Türk devrimi ile hedeflenen; çağdaş, onurlu insanın yaşayabileceği bir toplumun oluşmasına hizmet edecek üniversite gençliğinin, toplumsal yapımızı ve bunu sağlayan toplumsal değişimimizi doğru algılayabilmesidir. Bunun yanında bu yönde verilecek derslerle bilgi, inanç ve güven birikimi sağlamaktadır.
Öyle ki rejimi anlatan, rejim yapısını, tarihsel gelişimini konu edinen derslerin; toplumsal sürekliliğin sağlanması adına devam etmesi bir zorunluluktur. Toplumun, yaşamsal varlığını ve sürekliliğini sürdürebilmesi için, o güne değin siyasal, sosyal ve ekonomik alanlarda oluşturduğu kültürel birikimini eğitim ve öğretim yoluyla yeni kuşaklara aktararak, kendi insan prototipini yaratması kaçınılmaz bir olgudur.
Bu prototipin ortaya çıkıp egemen olması ise Kemalist çağdaşlaşmanın temel şartıdır.
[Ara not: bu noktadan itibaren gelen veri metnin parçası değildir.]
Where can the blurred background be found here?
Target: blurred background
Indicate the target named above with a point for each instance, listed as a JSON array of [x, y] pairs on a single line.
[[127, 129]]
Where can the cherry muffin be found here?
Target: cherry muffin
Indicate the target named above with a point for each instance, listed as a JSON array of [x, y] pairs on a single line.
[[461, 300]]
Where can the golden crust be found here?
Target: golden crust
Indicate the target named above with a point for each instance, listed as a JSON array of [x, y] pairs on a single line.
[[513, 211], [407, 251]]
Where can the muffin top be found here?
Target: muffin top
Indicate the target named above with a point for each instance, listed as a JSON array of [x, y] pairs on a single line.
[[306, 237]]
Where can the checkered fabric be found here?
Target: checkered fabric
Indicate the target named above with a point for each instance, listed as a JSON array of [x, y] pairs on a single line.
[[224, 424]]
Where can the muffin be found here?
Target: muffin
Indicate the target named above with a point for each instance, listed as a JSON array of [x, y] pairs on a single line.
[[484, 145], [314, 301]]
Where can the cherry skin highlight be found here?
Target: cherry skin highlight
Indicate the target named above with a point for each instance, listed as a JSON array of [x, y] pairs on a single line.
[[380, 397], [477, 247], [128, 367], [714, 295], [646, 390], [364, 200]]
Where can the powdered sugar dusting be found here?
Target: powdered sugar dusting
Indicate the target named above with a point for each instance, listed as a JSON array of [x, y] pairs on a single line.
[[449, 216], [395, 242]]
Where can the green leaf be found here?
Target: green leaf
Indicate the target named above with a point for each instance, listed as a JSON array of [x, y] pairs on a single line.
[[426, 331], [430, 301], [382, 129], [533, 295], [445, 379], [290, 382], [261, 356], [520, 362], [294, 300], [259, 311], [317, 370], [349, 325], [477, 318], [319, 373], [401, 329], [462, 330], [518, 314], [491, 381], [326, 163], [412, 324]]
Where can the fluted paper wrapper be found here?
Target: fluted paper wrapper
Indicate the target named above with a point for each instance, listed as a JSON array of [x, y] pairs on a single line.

Dolayısıyla toplumun çağdaşlaşması hedefini güden reformcuların her şeyden önce o sırada egemen olan prototipi değiştirmeleri için çaba göstermeleri ve çağdaşlaşmanın toplum prototipinin egemen olmasını sağlamak üzere gerekenleri yapmaları, bu konudaki araçları kullanmaları şarttır. Eğitim öğretim bu konudaki en önemli araçların başında gelir.